Tuesday, September 2, 2008

The Underground Freedom Galleries

This wasn’t the typical easy summer reading. Many of the sixty incoming first-year students who participated in our reading program from June to August were shocked and disturbed by the horrors of slavery detailed in Frederick Douglass’s 1845 slave narrative. In particular, they found an early scene in the book where Douglass describes the horrible beating of his aunt at the hands of a ruthless slave master.


The students’ developing awareness, along with their varied responses to a common reading, contributed to our growing body of knowledge concerning writings about African American slavery.
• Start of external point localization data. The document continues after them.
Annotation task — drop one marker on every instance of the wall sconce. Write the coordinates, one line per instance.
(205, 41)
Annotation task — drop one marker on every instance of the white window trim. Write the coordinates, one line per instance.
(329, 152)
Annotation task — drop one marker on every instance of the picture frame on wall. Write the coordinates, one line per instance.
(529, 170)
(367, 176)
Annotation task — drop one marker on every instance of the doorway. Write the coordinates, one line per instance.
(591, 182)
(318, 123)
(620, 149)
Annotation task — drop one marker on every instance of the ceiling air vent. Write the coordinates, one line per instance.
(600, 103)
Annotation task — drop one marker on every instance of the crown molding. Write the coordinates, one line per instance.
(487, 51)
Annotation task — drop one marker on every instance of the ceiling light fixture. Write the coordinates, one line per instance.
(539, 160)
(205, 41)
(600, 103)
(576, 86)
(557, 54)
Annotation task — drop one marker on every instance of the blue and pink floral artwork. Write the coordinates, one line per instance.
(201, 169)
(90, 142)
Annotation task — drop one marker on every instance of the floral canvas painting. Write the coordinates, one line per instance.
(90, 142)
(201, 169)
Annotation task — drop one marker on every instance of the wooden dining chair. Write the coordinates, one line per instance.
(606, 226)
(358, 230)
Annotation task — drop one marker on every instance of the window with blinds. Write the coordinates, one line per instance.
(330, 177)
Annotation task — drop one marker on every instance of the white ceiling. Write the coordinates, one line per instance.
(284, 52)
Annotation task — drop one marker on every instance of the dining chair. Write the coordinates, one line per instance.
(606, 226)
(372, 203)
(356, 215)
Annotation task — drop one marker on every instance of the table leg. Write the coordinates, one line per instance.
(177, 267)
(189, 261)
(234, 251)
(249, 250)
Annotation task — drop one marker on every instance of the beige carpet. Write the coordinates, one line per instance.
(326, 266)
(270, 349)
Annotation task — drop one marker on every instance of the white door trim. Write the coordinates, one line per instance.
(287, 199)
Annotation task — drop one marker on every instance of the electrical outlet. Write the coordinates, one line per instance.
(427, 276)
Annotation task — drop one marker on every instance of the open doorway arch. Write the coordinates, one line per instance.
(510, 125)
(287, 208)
Over the last four years, students enrolled in African American literature courses here at SIUE have covered writings by ex-slaves such as Douglass, Phillis Wheatley, and Harriet Jacobs as well as literary interpretations of slavery by modern writers such as Robert Hayden, Charles Johnson, Octavia Butler, and Natasha Trethewey.

To the extent that the reading materials often fell outside many of the students’ typical educational curriculum, we have sometimes viewed our experience of increasing literacy of African American enslavement as an imperative underground activity. Later this fall, we’ll produce a public display (the underground freedom galleries) highlighting some of our various experiences reading literary art focusing on slavery.

In the meantime, we’ll utilize this space to document the routes of our reading and the development of our project.

Several of the students who read Douglass this summer said the book gave them new insight about the terrible instances of violence involved in slavery. They also commented on the tremendous inspiration gained from a resilient ex-slave who refused to remain in bondage.